J’ai beaucoup de plaisir à voir revenir sur la scène politique Nicolas Sarkozy.

Notre Pays a besoin de lui ! Sous sa direction nous serons des milliers d'élus nationaux ou locaux, soutenus par des millions de Français de toutes origines, lucides et prêts à accepter les réformes nécessaires pour remettre en marche économiquement et moralement notre Pays, pour que la France retrouve la place qui doit être la sienne.

Bien sûr que Nicolas Sarkozy nous manquait, mais il manquait surtout à la France. Nous allons maintenant, j'en suis persuadé, tous retrouver l’enthousiasme de 2007, notre unité autour de lui, pour conduire avec courage le pays et enfin le sortir du marasme, afin d'être à nouveau leader en Europe, notre seconde patrie.

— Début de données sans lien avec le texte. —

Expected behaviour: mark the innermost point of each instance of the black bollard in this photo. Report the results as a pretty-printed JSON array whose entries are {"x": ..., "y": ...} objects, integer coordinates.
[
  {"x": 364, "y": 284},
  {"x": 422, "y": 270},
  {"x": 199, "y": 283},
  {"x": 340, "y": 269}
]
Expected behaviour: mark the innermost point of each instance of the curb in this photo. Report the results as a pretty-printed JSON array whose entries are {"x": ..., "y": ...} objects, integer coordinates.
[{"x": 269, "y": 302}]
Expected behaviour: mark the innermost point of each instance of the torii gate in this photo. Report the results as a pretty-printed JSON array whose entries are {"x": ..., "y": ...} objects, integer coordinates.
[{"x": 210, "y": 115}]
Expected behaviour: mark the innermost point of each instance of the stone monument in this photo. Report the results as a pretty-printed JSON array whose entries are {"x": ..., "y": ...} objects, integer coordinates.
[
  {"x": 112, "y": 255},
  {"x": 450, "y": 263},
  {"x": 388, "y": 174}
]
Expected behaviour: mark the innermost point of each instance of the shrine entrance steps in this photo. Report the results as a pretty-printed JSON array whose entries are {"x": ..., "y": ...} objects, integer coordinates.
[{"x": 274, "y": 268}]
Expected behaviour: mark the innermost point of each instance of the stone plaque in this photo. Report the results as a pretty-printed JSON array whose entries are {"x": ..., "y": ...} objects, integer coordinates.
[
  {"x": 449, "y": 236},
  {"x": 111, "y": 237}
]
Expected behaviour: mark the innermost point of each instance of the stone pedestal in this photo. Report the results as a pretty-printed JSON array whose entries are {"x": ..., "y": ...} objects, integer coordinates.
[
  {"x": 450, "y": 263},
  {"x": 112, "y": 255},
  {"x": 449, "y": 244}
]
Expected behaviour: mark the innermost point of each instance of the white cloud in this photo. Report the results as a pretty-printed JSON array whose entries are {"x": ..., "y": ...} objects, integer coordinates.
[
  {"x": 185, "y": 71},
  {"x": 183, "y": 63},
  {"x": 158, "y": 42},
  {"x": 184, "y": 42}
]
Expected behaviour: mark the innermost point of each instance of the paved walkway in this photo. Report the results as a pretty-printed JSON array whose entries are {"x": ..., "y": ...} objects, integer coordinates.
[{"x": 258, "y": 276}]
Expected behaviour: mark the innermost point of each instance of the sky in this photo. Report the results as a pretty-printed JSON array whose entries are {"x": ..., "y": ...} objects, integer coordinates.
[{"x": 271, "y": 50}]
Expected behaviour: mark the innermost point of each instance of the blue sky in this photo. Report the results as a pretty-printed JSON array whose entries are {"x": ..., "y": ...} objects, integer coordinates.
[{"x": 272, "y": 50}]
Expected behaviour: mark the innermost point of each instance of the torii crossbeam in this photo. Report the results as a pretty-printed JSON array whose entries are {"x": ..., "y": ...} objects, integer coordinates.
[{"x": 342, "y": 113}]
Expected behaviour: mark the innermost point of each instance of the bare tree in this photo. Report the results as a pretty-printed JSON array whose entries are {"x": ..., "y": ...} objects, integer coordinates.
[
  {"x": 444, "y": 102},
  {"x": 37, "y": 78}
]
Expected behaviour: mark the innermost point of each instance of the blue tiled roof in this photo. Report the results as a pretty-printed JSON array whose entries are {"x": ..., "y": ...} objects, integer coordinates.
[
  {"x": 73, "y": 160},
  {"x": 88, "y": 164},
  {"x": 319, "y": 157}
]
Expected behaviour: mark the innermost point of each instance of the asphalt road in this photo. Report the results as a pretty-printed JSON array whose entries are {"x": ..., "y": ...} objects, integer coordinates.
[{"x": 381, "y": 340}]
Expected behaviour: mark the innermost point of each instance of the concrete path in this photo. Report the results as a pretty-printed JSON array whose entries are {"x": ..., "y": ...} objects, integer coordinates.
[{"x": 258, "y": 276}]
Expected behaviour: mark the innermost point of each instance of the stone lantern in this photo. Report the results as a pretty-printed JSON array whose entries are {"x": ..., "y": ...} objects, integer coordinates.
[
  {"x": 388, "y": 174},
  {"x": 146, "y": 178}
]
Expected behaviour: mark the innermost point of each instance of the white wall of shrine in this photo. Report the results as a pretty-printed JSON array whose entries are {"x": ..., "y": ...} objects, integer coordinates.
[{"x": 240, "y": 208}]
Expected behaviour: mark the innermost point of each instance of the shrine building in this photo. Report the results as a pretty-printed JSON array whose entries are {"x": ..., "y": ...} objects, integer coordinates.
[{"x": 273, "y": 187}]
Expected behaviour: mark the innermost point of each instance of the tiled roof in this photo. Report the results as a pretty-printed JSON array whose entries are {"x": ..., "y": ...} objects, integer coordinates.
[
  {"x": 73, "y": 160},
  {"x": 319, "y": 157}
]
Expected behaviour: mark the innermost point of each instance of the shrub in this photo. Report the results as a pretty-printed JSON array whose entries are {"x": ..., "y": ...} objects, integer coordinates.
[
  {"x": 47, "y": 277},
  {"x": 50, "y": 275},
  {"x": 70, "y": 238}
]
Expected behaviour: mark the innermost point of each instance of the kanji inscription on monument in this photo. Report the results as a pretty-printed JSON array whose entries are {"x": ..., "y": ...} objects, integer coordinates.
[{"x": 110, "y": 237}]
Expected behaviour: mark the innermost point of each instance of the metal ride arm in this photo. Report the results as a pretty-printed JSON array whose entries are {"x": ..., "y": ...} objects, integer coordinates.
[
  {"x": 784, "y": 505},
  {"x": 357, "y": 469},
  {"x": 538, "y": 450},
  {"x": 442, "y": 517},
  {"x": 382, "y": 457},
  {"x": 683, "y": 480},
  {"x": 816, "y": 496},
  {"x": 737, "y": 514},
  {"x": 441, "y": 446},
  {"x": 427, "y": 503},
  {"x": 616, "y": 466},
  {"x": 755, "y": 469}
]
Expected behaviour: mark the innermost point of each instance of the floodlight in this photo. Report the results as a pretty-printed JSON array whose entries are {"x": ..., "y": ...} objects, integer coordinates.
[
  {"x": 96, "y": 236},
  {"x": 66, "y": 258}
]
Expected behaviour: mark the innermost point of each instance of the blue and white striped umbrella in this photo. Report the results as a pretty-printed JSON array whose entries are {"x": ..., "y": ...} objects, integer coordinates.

Qu'on ne se trompe pas, seul un large rassemblement de toutes les forces vives de la nation, aux côtés de Nicolas Sarkozy, nous donnera toutes les chances de réussir : reconstruction économique, politique, sociale et morale de la France.

Et arrêtons de gémir ! Nous avons tous les atouts pour réussir, mais il nous faut le courage et la volonté politique pour convaincre les Français et agir. Nicolas Sarkozy est le seul aujourd'hui capable de nous conduire dans cette voie. J'ai confiance en lui et confiance en la France !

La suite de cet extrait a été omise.